Power seems to be coming in, when manually raise the tv, hear clicking sound but no movement. Nothing seems to be blocking. Is there a way to bypass the switch to see if the motor is working or toast?

http://www.furnlite.com/print/190

Thanks.


----------



## diyorpay (Sep 21, 2010)

Literature says fuse is involved. Check it.


----------



## dakotadao (Sep 10, 2011)

*Can't find any fuse after opening the control box*



diyorpay said:


> Literature says fuse is involved. Check it.

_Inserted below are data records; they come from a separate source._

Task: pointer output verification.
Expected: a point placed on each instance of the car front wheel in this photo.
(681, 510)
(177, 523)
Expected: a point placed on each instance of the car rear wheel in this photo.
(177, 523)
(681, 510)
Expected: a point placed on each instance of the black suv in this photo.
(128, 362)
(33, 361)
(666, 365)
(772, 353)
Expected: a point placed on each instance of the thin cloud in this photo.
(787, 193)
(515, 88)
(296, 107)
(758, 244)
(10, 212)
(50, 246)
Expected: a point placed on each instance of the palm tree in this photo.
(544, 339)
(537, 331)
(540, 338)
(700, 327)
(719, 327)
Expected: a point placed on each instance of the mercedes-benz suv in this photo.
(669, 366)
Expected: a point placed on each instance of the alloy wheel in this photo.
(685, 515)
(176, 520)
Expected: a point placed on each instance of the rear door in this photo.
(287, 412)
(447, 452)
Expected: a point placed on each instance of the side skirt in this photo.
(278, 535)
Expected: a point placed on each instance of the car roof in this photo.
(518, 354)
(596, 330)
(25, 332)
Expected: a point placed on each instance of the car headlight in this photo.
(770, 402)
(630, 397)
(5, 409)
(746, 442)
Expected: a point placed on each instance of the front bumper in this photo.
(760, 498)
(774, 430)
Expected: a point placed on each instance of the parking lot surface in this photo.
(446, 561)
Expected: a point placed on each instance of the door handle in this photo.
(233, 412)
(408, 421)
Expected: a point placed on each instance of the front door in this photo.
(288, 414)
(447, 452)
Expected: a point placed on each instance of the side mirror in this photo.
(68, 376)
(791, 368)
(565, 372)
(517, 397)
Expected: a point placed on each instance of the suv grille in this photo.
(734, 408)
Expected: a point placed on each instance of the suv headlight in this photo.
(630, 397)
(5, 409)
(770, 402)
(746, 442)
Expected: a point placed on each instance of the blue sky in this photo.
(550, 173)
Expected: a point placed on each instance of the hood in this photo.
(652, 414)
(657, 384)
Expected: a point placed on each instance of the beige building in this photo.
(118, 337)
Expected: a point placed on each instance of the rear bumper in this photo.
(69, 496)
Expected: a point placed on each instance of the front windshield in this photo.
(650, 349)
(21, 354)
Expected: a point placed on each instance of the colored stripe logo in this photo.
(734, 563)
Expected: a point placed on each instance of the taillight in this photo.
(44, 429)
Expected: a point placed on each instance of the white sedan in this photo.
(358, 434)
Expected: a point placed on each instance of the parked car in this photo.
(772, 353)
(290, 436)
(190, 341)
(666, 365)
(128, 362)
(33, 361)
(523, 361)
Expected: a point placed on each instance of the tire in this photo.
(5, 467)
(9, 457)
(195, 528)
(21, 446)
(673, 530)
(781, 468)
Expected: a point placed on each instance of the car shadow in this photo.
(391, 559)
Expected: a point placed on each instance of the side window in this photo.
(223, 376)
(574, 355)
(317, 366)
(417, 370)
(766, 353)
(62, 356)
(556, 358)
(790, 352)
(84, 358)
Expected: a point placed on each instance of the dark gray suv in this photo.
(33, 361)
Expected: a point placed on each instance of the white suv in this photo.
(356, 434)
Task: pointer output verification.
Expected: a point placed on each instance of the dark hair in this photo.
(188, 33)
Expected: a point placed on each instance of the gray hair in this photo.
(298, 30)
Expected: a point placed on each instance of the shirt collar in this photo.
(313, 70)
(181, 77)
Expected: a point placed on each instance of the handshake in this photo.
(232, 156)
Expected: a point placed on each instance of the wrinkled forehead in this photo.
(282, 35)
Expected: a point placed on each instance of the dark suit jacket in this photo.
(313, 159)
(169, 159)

Couldn't find any fuses inside the controller box. I will try to call the manufacture Monday to see if they have any suggestion.


----------



## bchurchill (Dec 28, 2011)

*TV Lift Box Malfunction*

This response pertains to the Lift Box brand of TV lift (unit is manufactured in Poland) as installed in an Ethan Allen Media cabinet. I had the same problem (TV movement malfunction) just before Christmas - a friend and I worked on it today - after dissassembling the TV from the Lift Box bracket and the front of the media cabinet (Ethan Allen), we discovered that the white wire going from the safety plate underneath the TV to the SP Logic controller box (box containing the selector buttons) had been partially severed. This causes the safety plate to report a false alarm that in turn disables the Lift Box motor mechanism. The red light was illuminated on the controller panel - pushing the <Down> button just causes the red light to flash but the TV doesn't move. The white wire has two stranded wires inside which go to a 4P4C 4-wire Handset connector on the controller box (the connector is smaller than an RJ-11). We just spliced and taped the wire break. If you need to replace the entire sensor wire, you would have to disassemble the safety plate to access where the wire is connected inside. Replacing the controller end is easier as long as you can find the 4P4C Handset connector.


----------